Akça ikinci kez uyarmadan adama saldırdı.

Pars, dikkati dağılan üç avcıya karşı bir acıma göstermedi. Vahşi yırtıcının yakınına yaklaştığını fark etmeyen avcılardan genç olanını yakaladığı gibi kolunu boğazına geçirdi ve dişlerini boynuna geçirdi ve parçaladı. Avcının bedeni toprağa düşerken diğer iki avcı afallamıştı. Lakin bu afallama çok kısa sürdü. İkisi de kılıçlarının ucu Pars'a gelecek şekilde, saldırıya geçti.
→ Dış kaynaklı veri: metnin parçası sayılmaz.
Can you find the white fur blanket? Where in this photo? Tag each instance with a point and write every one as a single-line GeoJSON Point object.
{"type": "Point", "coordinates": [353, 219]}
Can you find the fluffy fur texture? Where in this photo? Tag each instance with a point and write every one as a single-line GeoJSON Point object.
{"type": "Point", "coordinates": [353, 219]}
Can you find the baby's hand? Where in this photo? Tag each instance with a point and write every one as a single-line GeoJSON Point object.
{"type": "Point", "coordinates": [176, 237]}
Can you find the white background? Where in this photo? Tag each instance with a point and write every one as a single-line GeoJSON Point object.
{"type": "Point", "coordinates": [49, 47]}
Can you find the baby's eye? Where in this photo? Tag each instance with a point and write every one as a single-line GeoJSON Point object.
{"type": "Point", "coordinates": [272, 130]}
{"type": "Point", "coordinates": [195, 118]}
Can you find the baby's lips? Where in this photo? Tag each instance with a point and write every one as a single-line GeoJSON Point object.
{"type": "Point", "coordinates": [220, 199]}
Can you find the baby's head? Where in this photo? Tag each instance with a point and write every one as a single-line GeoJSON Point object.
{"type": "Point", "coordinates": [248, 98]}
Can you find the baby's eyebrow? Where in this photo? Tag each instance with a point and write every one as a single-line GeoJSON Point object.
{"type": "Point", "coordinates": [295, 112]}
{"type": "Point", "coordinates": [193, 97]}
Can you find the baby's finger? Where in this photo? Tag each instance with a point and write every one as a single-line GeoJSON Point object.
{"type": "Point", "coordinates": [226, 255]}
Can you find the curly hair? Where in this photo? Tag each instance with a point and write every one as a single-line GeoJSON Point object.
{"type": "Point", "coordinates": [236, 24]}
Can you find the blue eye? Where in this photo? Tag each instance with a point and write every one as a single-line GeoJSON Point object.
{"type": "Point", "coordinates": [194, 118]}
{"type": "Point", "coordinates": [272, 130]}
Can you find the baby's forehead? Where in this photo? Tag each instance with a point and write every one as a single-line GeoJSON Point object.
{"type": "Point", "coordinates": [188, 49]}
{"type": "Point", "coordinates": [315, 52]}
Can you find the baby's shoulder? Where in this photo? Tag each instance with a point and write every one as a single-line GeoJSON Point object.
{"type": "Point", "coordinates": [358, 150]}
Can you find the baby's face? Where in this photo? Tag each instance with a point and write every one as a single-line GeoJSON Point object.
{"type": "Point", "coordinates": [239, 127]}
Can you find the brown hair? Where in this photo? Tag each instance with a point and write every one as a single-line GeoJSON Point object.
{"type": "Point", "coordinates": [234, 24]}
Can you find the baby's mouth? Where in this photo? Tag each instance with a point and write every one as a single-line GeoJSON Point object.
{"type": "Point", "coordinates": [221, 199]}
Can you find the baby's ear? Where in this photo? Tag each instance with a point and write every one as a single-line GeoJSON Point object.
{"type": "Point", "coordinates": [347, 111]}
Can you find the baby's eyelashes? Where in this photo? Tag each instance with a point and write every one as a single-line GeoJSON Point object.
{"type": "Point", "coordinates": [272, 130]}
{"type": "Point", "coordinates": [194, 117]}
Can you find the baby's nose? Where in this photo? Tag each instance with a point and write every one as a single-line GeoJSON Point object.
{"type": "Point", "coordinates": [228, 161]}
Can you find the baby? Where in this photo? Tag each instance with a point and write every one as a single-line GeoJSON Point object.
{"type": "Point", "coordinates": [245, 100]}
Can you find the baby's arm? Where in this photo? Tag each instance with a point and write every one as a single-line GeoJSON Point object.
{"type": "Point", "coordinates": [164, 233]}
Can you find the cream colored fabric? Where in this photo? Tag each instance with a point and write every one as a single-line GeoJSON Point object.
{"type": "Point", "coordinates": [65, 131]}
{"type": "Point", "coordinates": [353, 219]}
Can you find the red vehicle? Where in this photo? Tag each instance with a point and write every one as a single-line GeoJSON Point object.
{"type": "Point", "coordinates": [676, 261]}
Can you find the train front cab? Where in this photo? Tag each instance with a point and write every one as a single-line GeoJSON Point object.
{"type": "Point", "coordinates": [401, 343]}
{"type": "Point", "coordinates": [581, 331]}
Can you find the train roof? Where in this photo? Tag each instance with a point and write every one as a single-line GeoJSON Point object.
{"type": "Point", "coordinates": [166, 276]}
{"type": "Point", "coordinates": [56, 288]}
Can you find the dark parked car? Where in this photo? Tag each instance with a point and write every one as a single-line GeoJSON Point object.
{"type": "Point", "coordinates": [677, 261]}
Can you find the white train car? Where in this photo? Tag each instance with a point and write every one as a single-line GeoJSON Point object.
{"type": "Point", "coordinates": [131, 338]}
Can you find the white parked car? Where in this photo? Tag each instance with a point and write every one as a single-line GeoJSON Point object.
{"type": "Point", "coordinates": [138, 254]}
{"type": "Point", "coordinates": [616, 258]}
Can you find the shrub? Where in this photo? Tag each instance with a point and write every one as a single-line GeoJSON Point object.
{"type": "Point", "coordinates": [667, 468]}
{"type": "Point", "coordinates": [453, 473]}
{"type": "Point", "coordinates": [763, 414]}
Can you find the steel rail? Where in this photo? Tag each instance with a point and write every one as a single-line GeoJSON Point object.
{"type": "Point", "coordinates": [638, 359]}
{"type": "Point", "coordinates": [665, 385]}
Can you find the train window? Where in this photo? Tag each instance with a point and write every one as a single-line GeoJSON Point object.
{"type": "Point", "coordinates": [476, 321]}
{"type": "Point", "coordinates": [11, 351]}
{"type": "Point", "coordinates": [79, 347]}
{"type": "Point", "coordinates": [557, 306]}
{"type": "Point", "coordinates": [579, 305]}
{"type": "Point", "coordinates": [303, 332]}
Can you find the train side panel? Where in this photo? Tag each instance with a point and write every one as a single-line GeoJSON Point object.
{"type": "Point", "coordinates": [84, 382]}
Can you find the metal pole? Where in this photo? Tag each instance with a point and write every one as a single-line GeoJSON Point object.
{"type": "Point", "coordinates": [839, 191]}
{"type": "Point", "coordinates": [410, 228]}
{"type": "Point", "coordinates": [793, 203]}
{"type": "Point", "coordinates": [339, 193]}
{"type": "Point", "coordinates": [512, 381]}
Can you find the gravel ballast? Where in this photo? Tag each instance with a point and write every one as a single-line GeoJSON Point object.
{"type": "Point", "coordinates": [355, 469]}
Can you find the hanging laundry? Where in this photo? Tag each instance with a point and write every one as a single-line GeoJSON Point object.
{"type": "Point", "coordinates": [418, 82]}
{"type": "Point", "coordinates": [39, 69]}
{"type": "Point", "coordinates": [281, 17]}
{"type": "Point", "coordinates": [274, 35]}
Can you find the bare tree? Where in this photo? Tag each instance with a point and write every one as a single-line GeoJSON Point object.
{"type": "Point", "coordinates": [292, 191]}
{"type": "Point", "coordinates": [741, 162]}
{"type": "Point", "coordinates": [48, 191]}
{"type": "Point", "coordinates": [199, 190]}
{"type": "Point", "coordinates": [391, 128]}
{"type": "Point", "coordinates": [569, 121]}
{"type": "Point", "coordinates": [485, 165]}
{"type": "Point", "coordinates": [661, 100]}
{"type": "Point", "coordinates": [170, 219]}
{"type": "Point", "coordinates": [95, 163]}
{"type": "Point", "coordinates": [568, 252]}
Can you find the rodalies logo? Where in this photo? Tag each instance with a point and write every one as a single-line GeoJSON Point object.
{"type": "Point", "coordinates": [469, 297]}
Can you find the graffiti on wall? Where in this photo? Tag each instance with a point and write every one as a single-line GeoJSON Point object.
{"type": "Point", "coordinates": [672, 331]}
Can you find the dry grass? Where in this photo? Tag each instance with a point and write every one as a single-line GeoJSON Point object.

Azrail ve Aldacı saldırmaya ve dövüşmeye hazırdı. Her ne kadar Pars'a böyle bir durumda taraflarının belli olacağını söylemiş olsalar da iyi ve kötü; doğru ve yanlış çizgisi sandıkları kadar belirgin değildi. Bir yandan Avcılar Birliğinin töresine diğer yandan vicdanları arasına sıkışmışlardı. Bundaki en temel sebep de ejderhalar hakkında kesinkes emin olamamalarıydı. Kara Bozkurt şimdiden en az iki kişinin ölümüne neden olmuştu; bir avcıyı da az önce gözleri önünde parçalamıştı. Diğeri ondan daha masum görünüyordu ama şu an o bile gözlerine büyük bir tehditmiş gibi geliyordu.

Azrail ve Aldacı yanlış taraf seçmekten, yanlış kişiyi savunmaktan çekiniyordu, zira hatalı bir seçim kötü şeylere sebep olurdu. Bazen iki tarafın da birbirlerini suçladıkları kadar kötü ve yozlaşmış olabileceği de akıllarına gelmiyor değildi. Sınırlar arasında çizgi net bir şekilde belirginleşip, kulaklarına dolan vesveseler temizlenmeden gerçek manada bir taraf seçmeyeceklerdi.

İkisi de kılıçlarını indirdi ve çölün ortasında hala hareketsiz yatan Berkut ve Balaban'a doğru ilerledi. Ejderhaların ya da avcıların yardıma ihtiyacı yoktu, gayet iyi idare ediyorlardı ama bu iki Bozkurt hala kendine gelmediğine göre yardım önceliği onlara ait olmalıydı. Aslında bu biraz da dövüşten kaçınmak için bir bahaneydi.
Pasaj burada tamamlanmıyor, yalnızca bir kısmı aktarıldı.